Victor Rodriguez said he saw the plane was heading south and approaching the airport runway when it veered off course and attempted to land, eventually colliding with several railroad crossing guards.
“It sounded like the engine was completely turned off,” said Rodriguez, 32, who manages JR Taco Llama a nearby restaurant. “I looked away and heard a big crash, then looked over my shoulder. And it was as if I was watching it bend and twist in slow motion when it hit the signs.”
The pilot was the sole occupant of the plane, Los Angeles Fire Department officials said. He was bleeding from a gash on his head, but conscious and able to speak to those who came to his aid, Rodriguez said.
Rodriguez, other witnesses and police were among a group of about 15 people who rushed over to help the man. He was freed from the wreck about 20 minutes before the train barreled into it, said Rocio Duran, a bystander at the scene.
The pilot was transported to a hospital. No one on the ground, nor any of the passengers 66 aboard Metrolink train 266, were reported injured, Metrolink spokeswoman Janette Flores said.
It was not immediately clear if the conductor was warned about the plane on the tracks before the train hit it.

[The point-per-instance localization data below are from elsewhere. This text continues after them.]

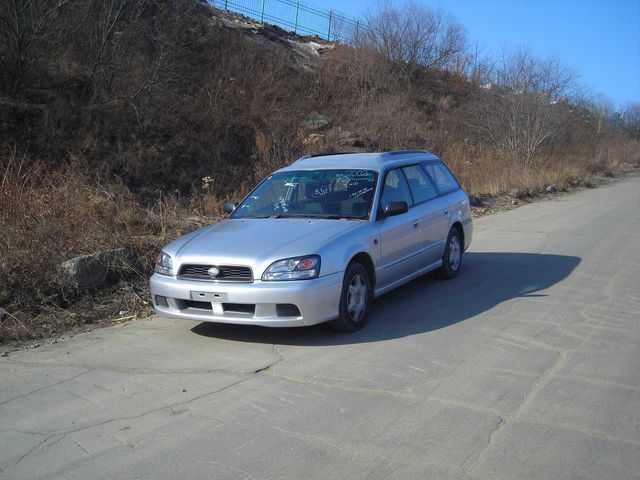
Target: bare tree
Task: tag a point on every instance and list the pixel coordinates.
(631, 119)
(414, 35)
(29, 29)
(523, 110)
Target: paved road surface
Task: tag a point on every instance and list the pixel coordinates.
(526, 366)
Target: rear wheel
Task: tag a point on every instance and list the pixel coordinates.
(452, 257)
(354, 299)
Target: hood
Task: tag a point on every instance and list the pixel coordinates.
(256, 242)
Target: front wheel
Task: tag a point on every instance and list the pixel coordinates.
(354, 299)
(452, 257)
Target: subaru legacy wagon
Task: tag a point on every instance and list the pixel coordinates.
(317, 241)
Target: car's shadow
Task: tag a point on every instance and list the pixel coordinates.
(427, 303)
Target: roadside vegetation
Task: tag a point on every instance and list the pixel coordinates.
(126, 123)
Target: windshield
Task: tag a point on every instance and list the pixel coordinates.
(312, 194)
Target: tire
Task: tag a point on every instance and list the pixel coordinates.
(452, 257)
(354, 300)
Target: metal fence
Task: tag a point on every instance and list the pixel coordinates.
(297, 17)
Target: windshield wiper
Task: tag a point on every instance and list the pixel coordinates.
(271, 215)
(338, 217)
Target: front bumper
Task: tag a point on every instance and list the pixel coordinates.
(317, 300)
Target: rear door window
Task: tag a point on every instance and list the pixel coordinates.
(421, 187)
(395, 189)
(442, 177)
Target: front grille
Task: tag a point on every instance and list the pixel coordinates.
(245, 308)
(227, 273)
(287, 310)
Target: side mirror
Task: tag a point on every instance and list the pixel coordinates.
(229, 206)
(395, 208)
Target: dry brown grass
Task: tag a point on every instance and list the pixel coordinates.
(49, 216)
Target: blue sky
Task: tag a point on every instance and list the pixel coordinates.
(599, 39)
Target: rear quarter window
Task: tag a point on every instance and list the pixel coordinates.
(442, 177)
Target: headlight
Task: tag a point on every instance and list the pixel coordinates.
(164, 264)
(297, 268)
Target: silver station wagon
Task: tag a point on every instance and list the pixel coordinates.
(317, 241)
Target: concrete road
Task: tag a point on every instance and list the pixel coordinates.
(525, 366)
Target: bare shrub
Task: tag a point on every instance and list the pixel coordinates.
(413, 34)
(522, 113)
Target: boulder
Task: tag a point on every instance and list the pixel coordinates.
(314, 139)
(96, 270)
(475, 201)
(315, 121)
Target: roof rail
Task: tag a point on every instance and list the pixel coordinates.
(401, 152)
(327, 154)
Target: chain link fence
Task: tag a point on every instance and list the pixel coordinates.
(296, 16)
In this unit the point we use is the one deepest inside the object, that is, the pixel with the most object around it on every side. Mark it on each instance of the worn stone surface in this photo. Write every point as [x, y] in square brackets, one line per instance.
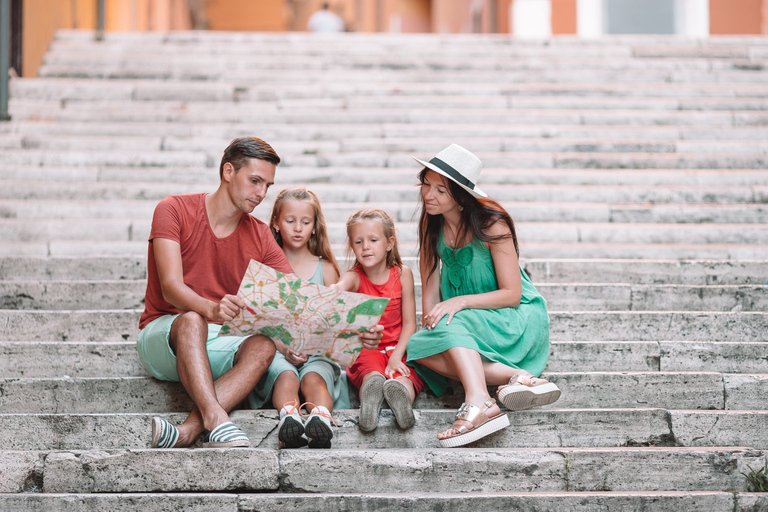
[389, 502]
[18, 472]
[720, 428]
[745, 391]
[727, 357]
[660, 469]
[162, 470]
[414, 470]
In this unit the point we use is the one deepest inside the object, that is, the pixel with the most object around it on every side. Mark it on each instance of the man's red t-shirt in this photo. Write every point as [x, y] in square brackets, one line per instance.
[213, 267]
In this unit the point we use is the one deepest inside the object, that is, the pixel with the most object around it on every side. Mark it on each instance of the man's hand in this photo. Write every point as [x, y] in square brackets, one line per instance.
[226, 309]
[396, 365]
[371, 339]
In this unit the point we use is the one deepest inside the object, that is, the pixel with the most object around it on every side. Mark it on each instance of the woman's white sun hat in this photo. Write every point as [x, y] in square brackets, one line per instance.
[458, 165]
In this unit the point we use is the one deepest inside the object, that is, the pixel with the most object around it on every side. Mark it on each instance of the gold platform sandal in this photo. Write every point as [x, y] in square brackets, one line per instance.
[482, 425]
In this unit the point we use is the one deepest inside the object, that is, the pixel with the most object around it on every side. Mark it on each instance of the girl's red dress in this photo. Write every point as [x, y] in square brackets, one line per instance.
[392, 320]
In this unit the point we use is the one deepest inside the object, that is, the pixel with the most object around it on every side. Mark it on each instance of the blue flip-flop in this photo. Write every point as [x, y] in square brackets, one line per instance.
[164, 435]
[226, 435]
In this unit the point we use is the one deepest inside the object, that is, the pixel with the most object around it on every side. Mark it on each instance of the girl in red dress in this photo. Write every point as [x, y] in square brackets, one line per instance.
[382, 374]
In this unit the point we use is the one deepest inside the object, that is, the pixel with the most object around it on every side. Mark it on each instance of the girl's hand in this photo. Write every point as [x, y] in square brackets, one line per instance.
[396, 365]
[370, 339]
[448, 307]
[294, 358]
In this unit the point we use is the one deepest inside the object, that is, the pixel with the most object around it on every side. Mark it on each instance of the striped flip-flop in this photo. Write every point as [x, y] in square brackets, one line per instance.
[164, 435]
[226, 435]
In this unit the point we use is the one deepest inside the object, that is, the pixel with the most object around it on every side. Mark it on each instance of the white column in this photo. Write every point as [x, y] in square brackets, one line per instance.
[532, 18]
[590, 17]
[692, 18]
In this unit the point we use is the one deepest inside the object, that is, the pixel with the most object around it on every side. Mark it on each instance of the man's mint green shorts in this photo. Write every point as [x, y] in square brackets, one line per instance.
[159, 360]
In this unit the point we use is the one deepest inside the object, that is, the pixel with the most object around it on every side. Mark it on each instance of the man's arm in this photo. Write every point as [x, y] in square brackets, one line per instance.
[176, 292]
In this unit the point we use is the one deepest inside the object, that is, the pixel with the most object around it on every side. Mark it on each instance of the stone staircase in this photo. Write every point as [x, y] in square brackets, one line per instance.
[635, 169]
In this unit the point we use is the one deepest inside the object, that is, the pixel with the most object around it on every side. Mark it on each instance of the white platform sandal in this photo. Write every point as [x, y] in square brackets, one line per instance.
[522, 392]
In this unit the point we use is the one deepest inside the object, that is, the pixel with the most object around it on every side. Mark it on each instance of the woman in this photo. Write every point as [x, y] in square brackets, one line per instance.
[484, 323]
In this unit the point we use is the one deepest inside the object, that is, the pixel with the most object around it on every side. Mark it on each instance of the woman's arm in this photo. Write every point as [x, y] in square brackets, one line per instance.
[507, 268]
[430, 289]
[408, 311]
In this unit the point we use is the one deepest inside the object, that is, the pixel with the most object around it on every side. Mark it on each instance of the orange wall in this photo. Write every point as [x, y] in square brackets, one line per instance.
[738, 16]
[42, 18]
[261, 15]
[564, 17]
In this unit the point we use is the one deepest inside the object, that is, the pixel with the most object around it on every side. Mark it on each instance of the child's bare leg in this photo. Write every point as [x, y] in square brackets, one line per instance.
[315, 390]
[405, 381]
[286, 389]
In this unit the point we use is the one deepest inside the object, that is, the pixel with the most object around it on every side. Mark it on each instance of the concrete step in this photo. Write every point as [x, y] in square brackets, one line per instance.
[740, 73]
[399, 62]
[69, 89]
[389, 145]
[521, 470]
[120, 325]
[633, 271]
[415, 128]
[41, 359]
[119, 230]
[311, 177]
[680, 213]
[270, 113]
[661, 501]
[595, 390]
[538, 250]
[125, 294]
[552, 428]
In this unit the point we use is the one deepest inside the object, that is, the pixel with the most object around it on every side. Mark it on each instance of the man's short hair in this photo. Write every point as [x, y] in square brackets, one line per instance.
[242, 148]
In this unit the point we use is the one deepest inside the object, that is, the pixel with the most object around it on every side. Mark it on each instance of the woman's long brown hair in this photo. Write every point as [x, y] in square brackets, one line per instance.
[476, 217]
[318, 244]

The aircraft, built in 1967, took off from Whiteman Airport at about 2:10 p.m., according to Federal Aviation Administration officials. Its registration is valid through May 2025 and it is owned by a resident of Santa Clarita.
The plane remained on the tracks as of 3 p.m. Sunday. Portions of the plane’s engine and fuselage, as well as broken railway crossing signs, littered the ground around the crash site. A small amount of fuel that leaked out of it was contained by firefighters.
The cause of the emergency landing was under investigation by the FAA and the National Transportation Safety Board.
The train involved in the crash was travelling from Lancaster to Union Station in Downtown Los Angeles. Passengers attempting to take that route were offered bus and Uber rides to their destinations after the track was shut down at the scene of the collision, Flores said.
Further information was not immediately released.